Bonus track: Robecchi riesce a sfuggire
a tutti i luoghi comuni linguistici. Per esempio nel suo romanzo nessuno
annuisce (ma nella vita vera, chi usa il verbo annuire?), e nessuno si concede
qualcosa (un caffè, una birra, un giro col cane, una sigaretta). Meno male.
Vikram Seth, Una musica costante, TEA,
2006, pp.462.
Romanzo pomposo, in più sulla musica, che
raccontata fa fatica a imporsi. Mi ricordo però che ai tempi era ben
documentato sul mercato internazionale degli strumenti ad arco.
Stefania Bertola, Ragazze
mancine
Einaudi,
2013, pp. 277
Categoria:
romanzo rosa per ragazze cotto e mangiato
Trovare
Bertola in biblioteca è difficilissimo perché va molto. Per forza, fa parte dei
cotti e mangiati femminili universali. Bertola riscrive sempre lo stesso
romanzo che a tredici anni ci passavamo al volo tra vicine di casa, di oratorio o di scuola. Ai tempi si parlava
del Diario di Giulietta di Giana
Anguissola, o di Penny Parrish di
Janet Lambert, storie di stupidotte alle
quali andavano tutte dritte perché poi trovavano l’amore gnocco e intelligente
se erano già ricche, mentre se erano povere trovavano l’amore circonfuso di
soldi. Bertola è troppo simpatica ed è un modello rifinito e accessoriato del rosa classico. E’ leggera e intelligente, racconta storie
impresentabili cui tu vuoi credere con tutta te stessa, e ha il dono
raro della scrittura fluida ed elegante.
Questa
delle ragazze mancine è una storia che sta in piedi anche meno delle altre, si
basa addirittura sul medaglione (cfr. Biblioteca
dei miei ragazzi Salani, luogo
archetipico di tutti i futuri medaglioni), due ragazze senza una lira ma
con un cane e una bambina, e una bella serie di stronzi che saranno puniti. E
tanto basta.
Giana Anguissola, Il Diario di Giulietta
Romanzo per piccole galline (1954). Letto a
quattordici anni ai tempi barbari dell’accumulazione primaria. Due giorni dopo
attaccai, con la stessa mutria, Memorie di una ragazza perbene (1960) di Simone
de Beauvoir, che mi sembrò una versione più rifinita e secchiona di Giulietta.

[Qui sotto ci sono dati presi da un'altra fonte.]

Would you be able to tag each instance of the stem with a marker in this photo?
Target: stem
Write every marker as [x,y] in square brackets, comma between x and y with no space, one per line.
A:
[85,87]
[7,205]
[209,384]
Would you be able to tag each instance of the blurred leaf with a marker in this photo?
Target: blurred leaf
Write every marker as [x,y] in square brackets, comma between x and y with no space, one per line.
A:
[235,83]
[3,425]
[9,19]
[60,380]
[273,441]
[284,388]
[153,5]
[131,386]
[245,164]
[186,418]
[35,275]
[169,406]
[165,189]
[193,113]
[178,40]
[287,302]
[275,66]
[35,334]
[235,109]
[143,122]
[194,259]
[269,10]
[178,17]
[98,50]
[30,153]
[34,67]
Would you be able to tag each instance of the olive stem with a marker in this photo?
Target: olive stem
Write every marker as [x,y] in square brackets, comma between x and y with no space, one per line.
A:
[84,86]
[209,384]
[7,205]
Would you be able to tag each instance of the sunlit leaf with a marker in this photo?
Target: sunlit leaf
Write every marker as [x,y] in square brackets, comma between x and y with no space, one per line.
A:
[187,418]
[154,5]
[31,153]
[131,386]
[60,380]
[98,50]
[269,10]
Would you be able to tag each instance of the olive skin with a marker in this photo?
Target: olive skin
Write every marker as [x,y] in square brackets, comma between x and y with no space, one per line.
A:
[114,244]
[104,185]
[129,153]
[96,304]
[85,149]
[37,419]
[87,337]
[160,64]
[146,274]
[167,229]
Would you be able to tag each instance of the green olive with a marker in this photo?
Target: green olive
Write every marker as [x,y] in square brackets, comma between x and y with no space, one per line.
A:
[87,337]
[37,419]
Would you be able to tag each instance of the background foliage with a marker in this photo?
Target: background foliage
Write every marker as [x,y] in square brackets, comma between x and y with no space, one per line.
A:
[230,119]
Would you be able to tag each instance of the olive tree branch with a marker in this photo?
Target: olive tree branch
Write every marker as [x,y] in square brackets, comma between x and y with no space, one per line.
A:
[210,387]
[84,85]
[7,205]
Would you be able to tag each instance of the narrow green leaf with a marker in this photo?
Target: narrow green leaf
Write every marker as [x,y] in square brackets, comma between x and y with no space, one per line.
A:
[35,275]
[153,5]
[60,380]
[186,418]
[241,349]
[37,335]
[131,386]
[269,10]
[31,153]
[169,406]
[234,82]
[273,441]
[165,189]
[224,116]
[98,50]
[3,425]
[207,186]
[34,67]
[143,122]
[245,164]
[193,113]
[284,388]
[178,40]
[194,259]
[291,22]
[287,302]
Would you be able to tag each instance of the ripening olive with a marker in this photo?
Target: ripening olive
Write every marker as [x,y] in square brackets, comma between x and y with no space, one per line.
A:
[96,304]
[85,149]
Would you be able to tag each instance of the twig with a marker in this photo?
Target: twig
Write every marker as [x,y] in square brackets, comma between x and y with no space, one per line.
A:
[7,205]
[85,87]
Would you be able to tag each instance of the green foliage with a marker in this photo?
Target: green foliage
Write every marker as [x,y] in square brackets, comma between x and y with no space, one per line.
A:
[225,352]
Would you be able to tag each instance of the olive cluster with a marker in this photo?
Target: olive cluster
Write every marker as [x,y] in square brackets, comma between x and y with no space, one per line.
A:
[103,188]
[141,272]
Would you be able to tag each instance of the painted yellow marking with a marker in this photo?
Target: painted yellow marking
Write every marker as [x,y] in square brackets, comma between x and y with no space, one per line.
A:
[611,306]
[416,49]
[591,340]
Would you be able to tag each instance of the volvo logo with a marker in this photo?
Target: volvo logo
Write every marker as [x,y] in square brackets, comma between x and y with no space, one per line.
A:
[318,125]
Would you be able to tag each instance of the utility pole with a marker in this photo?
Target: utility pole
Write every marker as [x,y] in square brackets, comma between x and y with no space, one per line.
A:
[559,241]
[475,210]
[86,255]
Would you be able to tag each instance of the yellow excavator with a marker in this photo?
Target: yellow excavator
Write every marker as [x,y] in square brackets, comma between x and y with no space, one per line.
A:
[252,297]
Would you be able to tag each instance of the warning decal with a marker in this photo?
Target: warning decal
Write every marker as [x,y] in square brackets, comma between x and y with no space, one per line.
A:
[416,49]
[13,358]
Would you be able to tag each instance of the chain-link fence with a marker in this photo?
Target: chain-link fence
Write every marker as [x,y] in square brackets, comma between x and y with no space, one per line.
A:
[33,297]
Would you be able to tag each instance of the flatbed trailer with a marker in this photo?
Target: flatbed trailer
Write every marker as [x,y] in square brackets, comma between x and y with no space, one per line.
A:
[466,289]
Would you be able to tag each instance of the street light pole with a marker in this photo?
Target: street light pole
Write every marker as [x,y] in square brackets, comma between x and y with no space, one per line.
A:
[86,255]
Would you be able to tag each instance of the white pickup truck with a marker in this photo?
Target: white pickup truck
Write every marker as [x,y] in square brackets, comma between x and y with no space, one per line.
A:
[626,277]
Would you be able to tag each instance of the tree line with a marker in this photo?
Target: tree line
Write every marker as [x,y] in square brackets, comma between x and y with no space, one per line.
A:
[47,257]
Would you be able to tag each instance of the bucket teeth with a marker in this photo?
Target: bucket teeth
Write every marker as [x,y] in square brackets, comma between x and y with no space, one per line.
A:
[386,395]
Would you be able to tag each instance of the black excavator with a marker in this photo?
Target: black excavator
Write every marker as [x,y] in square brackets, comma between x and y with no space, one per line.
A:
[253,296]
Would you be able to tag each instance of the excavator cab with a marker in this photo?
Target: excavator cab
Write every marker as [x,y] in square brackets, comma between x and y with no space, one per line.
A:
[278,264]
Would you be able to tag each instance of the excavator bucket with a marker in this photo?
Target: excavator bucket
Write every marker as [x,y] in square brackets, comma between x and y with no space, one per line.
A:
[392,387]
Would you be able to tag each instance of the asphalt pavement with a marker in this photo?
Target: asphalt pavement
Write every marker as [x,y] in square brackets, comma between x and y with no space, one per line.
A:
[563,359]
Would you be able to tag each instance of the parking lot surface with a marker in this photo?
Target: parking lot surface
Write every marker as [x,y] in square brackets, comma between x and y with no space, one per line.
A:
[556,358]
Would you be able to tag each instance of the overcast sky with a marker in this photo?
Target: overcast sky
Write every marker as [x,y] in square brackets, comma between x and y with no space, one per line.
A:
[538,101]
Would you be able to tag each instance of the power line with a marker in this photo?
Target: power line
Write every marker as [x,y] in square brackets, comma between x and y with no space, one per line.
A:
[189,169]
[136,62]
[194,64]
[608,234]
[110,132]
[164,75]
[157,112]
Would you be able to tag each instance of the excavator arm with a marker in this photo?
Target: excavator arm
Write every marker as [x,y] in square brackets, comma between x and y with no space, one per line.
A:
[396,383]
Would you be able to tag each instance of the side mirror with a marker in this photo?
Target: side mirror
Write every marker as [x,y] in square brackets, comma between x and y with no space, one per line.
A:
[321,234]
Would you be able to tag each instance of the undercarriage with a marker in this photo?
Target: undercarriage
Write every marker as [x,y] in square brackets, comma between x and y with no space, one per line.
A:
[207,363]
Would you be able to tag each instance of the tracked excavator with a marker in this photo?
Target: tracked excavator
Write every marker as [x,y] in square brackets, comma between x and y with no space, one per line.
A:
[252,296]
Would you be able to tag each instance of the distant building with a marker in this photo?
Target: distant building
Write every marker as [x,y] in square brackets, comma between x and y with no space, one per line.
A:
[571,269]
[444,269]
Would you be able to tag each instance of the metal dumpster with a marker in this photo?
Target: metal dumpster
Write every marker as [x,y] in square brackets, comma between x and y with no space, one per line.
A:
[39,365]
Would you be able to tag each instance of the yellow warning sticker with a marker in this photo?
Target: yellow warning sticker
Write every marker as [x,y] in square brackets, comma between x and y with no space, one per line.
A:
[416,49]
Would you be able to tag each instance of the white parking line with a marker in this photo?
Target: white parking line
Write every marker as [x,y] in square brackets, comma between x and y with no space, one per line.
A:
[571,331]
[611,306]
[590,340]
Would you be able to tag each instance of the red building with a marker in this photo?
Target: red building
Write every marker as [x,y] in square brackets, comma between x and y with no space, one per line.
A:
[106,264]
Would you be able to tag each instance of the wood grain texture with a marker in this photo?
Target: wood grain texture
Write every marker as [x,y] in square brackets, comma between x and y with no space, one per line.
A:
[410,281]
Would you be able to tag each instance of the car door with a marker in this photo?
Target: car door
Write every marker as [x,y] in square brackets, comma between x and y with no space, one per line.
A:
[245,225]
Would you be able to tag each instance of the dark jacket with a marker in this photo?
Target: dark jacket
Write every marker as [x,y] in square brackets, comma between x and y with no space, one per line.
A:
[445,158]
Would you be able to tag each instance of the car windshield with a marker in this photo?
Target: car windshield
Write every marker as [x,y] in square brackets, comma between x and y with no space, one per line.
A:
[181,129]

Allora era così, quando si leggeva tutto quello che si trovava di scritto, oggi
Grand Hotel e domani La Certosa di Parma.
Janet Lambert, Penny Parrish, Edizioni
Paoline.
Romanzo per piccole galline americane
(1941). Penny Parrish era una cui andavano tutte bene. Parlava con qualcuno,
sorrideva e otteneva tutto quello che voleva. Definirlo romanzo consolatorio è
essere pessimisti, avrebbe infuso fiducia nella vita anche a un naufrago. L’ho
letto sei o sette o volte, le ultime due o tre in mancanza d’altro. Comunque
sia Giulietta (ricca sfondata) che Simone (quella che avrei voluto essere) che Penny (superintelligente e superaffascinante) con me non avevano
nulla da spartire, ma mi hanno fatto buona compagnia.
Hans Tuzzi, Il trio
dell’arciduca
Bollati
Boringhieri, 2014, pp. 156
Categoria:
spie?
Letto
fino a pag. 124
Mi
dispiace perché propugno Hans Tuzzi fin dai tempi. Ho letto tutto quello che ha
scritto come Hans Tuzzi, che è il suo pseudonimo, e mi è piaciuto tutto. Da questo libro mi aspettavo molto, a partire
dal titolo, per vedere come faceva entrare nella storia il trio di Beethoven, e
se almeno lui riusciva a superare lo scoglio della musica nei romanzi. Poi l’ambientazione, Adriatico del nordest,
Sarajevo, Belgrado, Istanbul, la vecchia linea dell’Orient Express, tutti posti
rovinati che stanno in piedi da soli, a trattarli bene. Invece ho dovuto cedere
a pag. 124 perché non capivo più dov’ero e con chi. Credevo di essere a
Belgrado ma ho mi sono resa conto che ero a Istanbul dal nome degli alberghi, e
sorvolo sui personaggi, non capivo più se erano vivi o morti. E Trieste
liquidata via con quel po’ di food&beverage del rebechìn, della porzìna e del vino del Carso. Next.
Giuseppe Pederiali, Il
ponte delle sirenette
Garzanti,
2011, pp. 384
Categoria:
romanzo di città
Per
me, che sono milanese, un bel libro. Ci sono le stelline, i martinitt, le sorelle Ghisini ovvero le
sirenette del ponte, il poeta Delio Tessa, i bombardamenti, un po’ di ligéra, Musocco, il manicomio di
Mombello, i casini dei ricchi e quelli dei poveri. La storia di una ex-stellina
che diventa amica di Delio Tessa è una buona traccia per ricostruire
cinquant’anni di vita milanese, dagli anni venti agli anni sessanta del Santa
Tecla e del Piccolo Teatro Grassi/Strehler.
Luglio 2014
Fabio Genovesi, Esche
vive
Mondadori,
2011, pp. 388
Categoria:
provincia minima
Letto
fino a pag. 170
L’autore
aveva trentasette anni al momento della pubblicazione, entra quindi di diritto
nella categoria “provincia minima”, ovvero giovani che scrivono storie da
pensionati. Questa era particolarmente lunga, 388 pagine scritte in piccolo.
Giunta a pag. 170 mi
sono guardata attorno: avevo per le mani un diciottenne monco e orfano di madre
che mette in piedi una storia con una di trentadue anni che lavora all’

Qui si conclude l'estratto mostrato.